A maior parte dos especialistas desta área inclina-se para uma divisão das teorias das organizações em três tendências gerais (Goldhaber, 1974). A primeira escola, a teoria clássica, assenta no pressuposto de que os membros da organização são instrumentos para serem influenciados e usados pela administração. Ela procura responder a perguntas como as seguintes, formuladas por Goldhaber: “Como está dividido o trabalho? Como está dividida a força de trabalho? Quantos níveis existem de autoridade e controlo? Quantas pessoas existem em cada nível? Quais são as funções específicas do posto de cada pessoa?” (Goldhaber, 1974:24).

A segunda escola, usualmente chamada de relações humanas, assenta em proposições que afirmam serem de importância suprema as atitudes, valores e necessidades pessoais dos indivíduos. Goldhaber apresentou nos seguintes termos as questões fundamentais da escola das relações humanas:

Que papéis as pessoas assumem na organização? Que relações de status existem em resultado de vários papéis? Qual é o moral e a atitude das pessoas? Que necessidades sociais e psicológicas existem para as pessoas? Que grupos informais existem no interior da organização? (Goldhaber, 1974:24).

A terceira escola de pensamento em teoria organizacional pode ser denominada a escola dos sistemas sociais. Esse grupo de teóricos pressupõe que as organizações se baseiam na tomada de decisões e na solução de problemas e a tendência deles é para responderem às seguintes perguntas:

Quais são as partes essenciais da organização? Como se relacionam umas com as outras em termos de interdependência? Que processos na organização facilitam essas relações interdependentes? Quais são as principais metas da organização? Qual é a relação entre a organização e o seu meio ambiente? (Goldhaber, 1974: 24).

Ao evocar estas diferentes dimensões de análise não se procura fazer a genealogia da teoria das organizações, mas antes a perceção de que, na escola entendida como organização, estão presentes algumas das características de qualquer destas tendências de análise, que vêm alicerçando a heterogeneidade das análises mais recentes. Assim, a escola como instituição, e à semelhança do que acontece em outras instituições, vem desenvolvendo e reproduzindo uma cultura específica, ligada à própria origem da escola como instituição.
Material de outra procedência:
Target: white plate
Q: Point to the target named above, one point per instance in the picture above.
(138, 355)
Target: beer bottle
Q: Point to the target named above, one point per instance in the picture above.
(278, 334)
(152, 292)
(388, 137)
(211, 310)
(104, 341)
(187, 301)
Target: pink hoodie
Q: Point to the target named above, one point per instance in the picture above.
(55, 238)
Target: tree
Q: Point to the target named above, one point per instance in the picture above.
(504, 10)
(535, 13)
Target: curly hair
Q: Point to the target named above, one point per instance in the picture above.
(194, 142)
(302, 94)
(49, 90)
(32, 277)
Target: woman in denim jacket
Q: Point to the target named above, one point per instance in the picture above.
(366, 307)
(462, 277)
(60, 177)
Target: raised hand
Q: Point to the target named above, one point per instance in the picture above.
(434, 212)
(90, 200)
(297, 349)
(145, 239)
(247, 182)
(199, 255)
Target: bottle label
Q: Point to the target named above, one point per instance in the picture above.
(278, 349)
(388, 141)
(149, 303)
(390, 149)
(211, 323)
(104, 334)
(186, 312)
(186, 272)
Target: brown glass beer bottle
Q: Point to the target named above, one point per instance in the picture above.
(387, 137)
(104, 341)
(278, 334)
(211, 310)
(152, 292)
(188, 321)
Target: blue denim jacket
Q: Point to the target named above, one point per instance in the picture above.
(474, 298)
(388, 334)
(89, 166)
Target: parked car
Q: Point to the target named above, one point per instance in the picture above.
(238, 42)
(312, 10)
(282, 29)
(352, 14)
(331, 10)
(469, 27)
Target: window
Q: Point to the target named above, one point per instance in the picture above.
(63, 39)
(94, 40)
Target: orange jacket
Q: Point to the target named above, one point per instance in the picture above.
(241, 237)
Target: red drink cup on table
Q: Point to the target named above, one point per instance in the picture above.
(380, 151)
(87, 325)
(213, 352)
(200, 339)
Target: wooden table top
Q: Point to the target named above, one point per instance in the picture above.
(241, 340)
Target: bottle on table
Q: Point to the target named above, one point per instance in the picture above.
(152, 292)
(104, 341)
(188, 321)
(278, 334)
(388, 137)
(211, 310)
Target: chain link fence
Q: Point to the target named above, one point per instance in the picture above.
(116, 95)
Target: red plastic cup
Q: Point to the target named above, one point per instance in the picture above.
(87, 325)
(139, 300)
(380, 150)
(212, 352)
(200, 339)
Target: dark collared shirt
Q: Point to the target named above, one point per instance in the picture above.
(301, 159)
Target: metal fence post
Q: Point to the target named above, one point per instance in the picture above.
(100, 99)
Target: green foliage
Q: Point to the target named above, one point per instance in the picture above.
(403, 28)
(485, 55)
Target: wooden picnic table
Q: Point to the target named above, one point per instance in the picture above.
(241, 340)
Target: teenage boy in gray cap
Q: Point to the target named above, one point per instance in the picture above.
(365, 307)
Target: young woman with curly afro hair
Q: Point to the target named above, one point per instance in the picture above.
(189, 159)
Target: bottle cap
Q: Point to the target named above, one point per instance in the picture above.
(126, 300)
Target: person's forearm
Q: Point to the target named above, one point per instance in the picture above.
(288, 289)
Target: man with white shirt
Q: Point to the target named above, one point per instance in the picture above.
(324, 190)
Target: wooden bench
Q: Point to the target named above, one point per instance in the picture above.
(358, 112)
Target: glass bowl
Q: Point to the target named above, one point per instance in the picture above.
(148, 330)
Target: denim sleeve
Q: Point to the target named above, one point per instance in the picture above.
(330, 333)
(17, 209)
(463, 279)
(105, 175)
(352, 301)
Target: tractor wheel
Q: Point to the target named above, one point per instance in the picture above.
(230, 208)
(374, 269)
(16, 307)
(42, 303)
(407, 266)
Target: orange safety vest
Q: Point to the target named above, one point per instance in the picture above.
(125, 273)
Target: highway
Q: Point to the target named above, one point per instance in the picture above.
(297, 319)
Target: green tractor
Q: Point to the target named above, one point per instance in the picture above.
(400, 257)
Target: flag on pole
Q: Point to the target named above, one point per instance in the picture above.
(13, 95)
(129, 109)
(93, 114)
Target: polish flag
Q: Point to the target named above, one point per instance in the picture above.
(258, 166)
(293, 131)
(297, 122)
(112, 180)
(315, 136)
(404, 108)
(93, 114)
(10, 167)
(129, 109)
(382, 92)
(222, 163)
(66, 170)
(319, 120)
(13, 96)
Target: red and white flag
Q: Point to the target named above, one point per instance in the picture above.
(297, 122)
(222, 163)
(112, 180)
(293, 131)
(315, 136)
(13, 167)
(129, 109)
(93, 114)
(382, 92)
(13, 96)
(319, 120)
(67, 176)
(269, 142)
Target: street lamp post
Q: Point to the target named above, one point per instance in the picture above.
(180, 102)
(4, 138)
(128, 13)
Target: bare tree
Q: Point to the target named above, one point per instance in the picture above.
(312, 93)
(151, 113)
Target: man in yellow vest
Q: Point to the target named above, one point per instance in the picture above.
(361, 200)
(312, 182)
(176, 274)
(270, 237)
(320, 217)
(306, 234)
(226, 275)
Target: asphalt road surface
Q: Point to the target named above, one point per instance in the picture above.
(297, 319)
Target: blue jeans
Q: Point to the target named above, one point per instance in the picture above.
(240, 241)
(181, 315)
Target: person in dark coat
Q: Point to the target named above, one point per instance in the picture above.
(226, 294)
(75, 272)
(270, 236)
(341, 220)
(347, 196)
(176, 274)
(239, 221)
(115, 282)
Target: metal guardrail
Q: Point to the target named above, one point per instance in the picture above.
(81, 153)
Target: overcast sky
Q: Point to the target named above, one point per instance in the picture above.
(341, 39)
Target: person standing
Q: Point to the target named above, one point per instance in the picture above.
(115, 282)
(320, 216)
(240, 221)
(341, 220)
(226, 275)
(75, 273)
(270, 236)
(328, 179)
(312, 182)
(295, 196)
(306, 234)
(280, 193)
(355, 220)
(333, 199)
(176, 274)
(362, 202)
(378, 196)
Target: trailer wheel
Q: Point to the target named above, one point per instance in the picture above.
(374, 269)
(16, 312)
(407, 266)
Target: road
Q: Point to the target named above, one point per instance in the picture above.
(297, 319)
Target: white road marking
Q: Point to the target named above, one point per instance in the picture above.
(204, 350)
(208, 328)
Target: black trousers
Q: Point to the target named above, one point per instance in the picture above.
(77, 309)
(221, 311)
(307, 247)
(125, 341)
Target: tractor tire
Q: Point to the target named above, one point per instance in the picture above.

Entendendo a escola como uma organização socialmente construída, a ação dos que nela convivem torna-se fundamental para percecionar cada contexto específico que, por circunstâncias variadas, o vão reconstruindo por diferentes processos, desde os individualistas, os colaborativos, os negociais e até aos conflituais. Porém, mais do que a construção de um quadro teórico-concetual relativo à análise organizacional da escola, que perpasse cada uma destas perspetivas, interessa neste estudo compreender as bases em que se alicerça o funcionamento da escola portuguesa e as lógicas de ação que nela assentam.

O propósito de estudar a cidadania escolar traduzida no relacionamento intersubjetivo e nas práticas diárias dos seus membros, necessita também deste racional teórico, com que se possa

confrontar o ideário de uma cidadania decretada com a perceção da cidadania praticada, dando corpo ao subtítulo deste estudo – Entre a lei e a cidadania.